Dorrance points out that nowadays, tap is enjoying not just a resurgence of interest, but a kind of paradigmatic shift as well.
“Where is it going or where can it go? And I think the answer is literally every direction at once,” she says. “There are more tap dancers presented on big jazz bills now. You have Jared Grimes as a regular staple with Wynton Marsalis at Lincoln Center Jazz. You have Sarah Reich touring with Scott Bradlee’s Postmodern Jukebox. People are blown away. They forget how complex and how moving and how immediate it can be.”
Dorrance is also cognizant of the boundaries she is pushing as a woman in a dance form that has traditionally seen only a few female stars. Among the women she cites as influential artistically are Barbara Duffy, whom she danced with, and Apollo show-girl and tap legend Mabel Lee, who toured with Cab Calloway and was known as the “Queen of the Soundies” for her appearances in musical films.
“Dianne Walker was the first woman to really move me when I was young,” she says. “She’s the first person that really touched me emotionally with the sound of her taps. As a twelve or thirteen-year-old, I remember being moved to tears by the way she executed her dancing, but also her musicality.”
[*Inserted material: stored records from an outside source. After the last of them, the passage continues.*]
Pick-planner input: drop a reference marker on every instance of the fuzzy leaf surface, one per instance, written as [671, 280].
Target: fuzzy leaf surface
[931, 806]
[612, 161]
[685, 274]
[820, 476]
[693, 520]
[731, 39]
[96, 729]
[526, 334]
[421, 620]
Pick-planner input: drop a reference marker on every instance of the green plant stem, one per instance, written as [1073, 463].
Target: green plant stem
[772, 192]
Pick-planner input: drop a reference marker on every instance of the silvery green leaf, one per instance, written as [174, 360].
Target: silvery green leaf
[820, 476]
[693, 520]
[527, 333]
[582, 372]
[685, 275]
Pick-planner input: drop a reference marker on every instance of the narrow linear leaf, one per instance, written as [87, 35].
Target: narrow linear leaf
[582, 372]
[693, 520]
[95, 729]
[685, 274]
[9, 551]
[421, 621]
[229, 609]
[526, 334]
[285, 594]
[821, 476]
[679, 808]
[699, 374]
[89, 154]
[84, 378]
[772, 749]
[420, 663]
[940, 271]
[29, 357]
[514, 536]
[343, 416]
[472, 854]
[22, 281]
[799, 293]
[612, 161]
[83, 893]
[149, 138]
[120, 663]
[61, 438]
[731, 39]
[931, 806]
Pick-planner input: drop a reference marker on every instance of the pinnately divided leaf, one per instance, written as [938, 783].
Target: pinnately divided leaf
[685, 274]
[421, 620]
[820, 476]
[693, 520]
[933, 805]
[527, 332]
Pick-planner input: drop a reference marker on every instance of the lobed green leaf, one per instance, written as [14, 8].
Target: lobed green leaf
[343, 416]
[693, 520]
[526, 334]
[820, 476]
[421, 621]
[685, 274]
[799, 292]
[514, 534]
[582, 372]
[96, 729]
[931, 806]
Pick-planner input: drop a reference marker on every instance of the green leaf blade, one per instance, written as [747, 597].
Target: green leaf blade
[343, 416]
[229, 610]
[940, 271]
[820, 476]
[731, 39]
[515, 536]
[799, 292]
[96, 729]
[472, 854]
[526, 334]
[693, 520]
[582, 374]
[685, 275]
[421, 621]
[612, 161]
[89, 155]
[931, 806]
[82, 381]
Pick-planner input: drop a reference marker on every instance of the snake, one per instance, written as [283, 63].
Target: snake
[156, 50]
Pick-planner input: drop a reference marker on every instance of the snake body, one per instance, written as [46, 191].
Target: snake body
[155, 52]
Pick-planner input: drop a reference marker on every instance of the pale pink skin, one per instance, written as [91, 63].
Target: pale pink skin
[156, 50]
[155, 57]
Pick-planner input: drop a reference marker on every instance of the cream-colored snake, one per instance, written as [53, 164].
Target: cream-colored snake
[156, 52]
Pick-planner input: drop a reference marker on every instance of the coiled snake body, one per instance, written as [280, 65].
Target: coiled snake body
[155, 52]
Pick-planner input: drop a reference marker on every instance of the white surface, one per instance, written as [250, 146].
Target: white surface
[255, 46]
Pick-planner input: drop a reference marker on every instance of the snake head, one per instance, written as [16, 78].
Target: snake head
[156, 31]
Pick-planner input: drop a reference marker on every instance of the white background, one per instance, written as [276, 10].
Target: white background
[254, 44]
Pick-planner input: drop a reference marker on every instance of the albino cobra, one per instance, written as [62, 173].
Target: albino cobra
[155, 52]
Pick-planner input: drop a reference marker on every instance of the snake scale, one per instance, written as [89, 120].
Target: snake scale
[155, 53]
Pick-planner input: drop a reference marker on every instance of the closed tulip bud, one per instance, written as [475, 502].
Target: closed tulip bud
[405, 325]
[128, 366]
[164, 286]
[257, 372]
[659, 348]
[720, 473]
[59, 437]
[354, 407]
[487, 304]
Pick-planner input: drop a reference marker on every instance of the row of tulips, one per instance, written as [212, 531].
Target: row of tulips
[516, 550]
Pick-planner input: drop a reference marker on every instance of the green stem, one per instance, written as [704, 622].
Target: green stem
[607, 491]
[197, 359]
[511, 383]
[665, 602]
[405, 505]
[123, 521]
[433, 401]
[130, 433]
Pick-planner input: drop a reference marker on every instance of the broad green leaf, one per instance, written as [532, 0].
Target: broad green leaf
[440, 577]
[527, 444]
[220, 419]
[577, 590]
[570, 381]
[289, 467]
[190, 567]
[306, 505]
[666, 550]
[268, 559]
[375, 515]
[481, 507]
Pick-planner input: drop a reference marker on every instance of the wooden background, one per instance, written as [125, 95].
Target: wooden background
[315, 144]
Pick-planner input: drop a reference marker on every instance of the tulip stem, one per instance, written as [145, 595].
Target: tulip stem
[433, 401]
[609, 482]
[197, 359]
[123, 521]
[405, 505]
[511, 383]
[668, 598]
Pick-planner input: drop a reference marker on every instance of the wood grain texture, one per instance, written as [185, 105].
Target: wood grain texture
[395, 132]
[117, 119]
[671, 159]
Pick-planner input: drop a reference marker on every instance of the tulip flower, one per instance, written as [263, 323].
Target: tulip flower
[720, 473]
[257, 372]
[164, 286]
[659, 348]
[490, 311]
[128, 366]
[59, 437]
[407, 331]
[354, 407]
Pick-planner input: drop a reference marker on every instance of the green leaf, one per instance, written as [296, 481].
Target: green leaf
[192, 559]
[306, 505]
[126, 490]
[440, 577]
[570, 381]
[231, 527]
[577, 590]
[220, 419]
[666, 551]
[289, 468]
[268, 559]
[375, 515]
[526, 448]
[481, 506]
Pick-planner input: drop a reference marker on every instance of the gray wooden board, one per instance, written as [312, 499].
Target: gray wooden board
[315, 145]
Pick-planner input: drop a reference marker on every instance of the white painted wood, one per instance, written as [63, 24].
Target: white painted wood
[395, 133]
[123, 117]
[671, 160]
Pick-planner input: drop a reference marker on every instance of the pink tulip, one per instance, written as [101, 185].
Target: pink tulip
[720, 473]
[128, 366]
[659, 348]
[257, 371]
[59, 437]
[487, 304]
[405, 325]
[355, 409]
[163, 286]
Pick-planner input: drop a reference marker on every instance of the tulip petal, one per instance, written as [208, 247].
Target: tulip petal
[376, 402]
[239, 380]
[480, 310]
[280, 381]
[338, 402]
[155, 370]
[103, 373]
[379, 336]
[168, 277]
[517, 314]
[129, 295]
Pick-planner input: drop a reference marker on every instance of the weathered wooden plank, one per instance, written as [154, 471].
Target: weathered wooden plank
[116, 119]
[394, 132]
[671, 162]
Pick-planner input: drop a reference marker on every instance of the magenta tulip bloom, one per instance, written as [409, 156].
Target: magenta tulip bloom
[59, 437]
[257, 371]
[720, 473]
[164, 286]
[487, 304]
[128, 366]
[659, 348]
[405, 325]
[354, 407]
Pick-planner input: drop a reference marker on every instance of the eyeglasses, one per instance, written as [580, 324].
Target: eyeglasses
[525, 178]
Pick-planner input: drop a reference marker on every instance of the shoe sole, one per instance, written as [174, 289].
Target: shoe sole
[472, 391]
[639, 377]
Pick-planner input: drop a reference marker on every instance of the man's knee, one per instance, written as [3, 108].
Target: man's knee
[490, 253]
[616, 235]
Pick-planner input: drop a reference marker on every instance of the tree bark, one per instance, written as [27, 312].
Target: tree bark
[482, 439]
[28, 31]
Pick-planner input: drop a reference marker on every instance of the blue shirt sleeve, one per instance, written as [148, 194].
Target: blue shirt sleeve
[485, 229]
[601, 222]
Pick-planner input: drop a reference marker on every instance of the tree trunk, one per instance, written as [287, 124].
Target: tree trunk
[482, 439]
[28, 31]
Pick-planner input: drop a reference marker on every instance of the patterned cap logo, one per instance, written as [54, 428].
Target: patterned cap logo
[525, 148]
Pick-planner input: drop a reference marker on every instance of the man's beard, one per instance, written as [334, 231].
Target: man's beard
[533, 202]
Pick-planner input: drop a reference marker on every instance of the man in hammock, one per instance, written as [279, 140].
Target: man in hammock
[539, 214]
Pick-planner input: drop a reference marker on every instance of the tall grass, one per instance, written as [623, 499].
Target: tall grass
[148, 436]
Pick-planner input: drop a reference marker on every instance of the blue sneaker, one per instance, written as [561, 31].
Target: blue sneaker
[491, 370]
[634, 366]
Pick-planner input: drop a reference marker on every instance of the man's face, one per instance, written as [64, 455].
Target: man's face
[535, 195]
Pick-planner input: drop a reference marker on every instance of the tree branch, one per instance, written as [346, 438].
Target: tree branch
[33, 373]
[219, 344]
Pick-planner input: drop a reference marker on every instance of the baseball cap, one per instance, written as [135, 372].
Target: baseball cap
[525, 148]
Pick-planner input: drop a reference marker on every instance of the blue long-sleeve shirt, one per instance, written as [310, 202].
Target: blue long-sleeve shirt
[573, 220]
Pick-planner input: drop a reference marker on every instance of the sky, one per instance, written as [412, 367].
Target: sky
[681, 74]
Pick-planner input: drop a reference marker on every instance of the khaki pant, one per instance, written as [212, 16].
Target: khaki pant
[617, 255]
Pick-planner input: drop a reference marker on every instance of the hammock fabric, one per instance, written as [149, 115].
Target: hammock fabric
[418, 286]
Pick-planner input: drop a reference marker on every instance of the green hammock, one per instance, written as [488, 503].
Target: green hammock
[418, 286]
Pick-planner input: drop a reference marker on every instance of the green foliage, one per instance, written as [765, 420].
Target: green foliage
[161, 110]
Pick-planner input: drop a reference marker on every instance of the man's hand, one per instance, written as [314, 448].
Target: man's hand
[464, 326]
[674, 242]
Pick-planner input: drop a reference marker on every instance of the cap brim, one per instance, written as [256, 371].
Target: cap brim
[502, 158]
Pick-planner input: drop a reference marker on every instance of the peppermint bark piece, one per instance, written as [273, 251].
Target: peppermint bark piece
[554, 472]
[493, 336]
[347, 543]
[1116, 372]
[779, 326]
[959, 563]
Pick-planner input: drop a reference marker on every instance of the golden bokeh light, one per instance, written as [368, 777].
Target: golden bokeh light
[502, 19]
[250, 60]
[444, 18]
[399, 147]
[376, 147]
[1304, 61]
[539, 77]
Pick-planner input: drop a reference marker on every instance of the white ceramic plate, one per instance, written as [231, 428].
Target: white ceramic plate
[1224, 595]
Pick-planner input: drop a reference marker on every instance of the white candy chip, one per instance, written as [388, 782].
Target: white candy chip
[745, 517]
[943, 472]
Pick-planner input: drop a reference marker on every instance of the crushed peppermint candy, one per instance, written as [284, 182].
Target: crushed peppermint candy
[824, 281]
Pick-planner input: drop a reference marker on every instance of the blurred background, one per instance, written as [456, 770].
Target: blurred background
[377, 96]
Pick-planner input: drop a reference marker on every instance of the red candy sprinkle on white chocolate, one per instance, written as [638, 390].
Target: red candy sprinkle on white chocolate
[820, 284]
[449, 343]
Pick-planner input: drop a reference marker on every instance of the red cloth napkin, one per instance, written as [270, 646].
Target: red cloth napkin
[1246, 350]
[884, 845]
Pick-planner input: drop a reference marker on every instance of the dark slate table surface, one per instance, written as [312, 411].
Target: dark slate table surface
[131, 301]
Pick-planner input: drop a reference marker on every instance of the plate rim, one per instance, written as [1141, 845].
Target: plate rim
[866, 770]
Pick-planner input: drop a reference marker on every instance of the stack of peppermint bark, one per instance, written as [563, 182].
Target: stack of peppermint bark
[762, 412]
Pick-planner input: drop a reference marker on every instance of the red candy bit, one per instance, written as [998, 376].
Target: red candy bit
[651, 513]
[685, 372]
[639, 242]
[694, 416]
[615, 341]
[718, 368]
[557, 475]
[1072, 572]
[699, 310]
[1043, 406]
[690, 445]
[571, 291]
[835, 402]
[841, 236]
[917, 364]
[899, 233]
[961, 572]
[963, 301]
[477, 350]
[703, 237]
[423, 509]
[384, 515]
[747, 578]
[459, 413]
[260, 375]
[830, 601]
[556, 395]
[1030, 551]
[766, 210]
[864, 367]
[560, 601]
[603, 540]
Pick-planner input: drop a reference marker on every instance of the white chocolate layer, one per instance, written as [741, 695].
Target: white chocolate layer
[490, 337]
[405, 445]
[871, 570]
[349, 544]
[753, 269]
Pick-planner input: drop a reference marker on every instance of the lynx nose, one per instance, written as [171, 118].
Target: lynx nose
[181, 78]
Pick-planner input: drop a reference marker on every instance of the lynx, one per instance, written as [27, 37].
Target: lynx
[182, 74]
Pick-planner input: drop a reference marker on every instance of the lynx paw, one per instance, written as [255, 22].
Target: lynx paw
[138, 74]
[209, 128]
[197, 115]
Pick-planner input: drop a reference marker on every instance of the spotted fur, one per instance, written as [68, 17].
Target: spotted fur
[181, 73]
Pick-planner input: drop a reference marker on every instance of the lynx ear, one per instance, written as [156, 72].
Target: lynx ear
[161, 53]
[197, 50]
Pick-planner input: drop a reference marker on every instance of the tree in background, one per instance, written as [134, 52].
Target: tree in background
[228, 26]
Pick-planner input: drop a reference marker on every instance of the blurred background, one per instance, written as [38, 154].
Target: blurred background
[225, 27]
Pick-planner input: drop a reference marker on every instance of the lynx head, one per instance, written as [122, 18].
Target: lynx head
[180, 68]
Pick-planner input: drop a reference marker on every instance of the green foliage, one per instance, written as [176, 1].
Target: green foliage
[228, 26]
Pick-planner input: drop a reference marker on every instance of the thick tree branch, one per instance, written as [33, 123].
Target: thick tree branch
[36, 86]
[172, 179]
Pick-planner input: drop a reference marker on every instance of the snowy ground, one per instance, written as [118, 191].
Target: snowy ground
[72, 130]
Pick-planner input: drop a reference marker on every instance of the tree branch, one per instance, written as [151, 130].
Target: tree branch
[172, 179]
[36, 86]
In that tradition, it seems, The Blues Project has already captivated viewers. Dorrance, though, hopes that audiences walk away with an even deeper view of how tap and its legacy and immediacy work within a greater whole.
“I hope that we can show that this musical form and dance form really are the bedrock of our culture, and that the history of both of these forms is so important and ever-present in the way we function,” she says. “And that that can serve as a point of reference for the way we need to move forward. I know that’s a lot to ask, but I don’t think it’s terribly far from what people might feel in an abstract way.”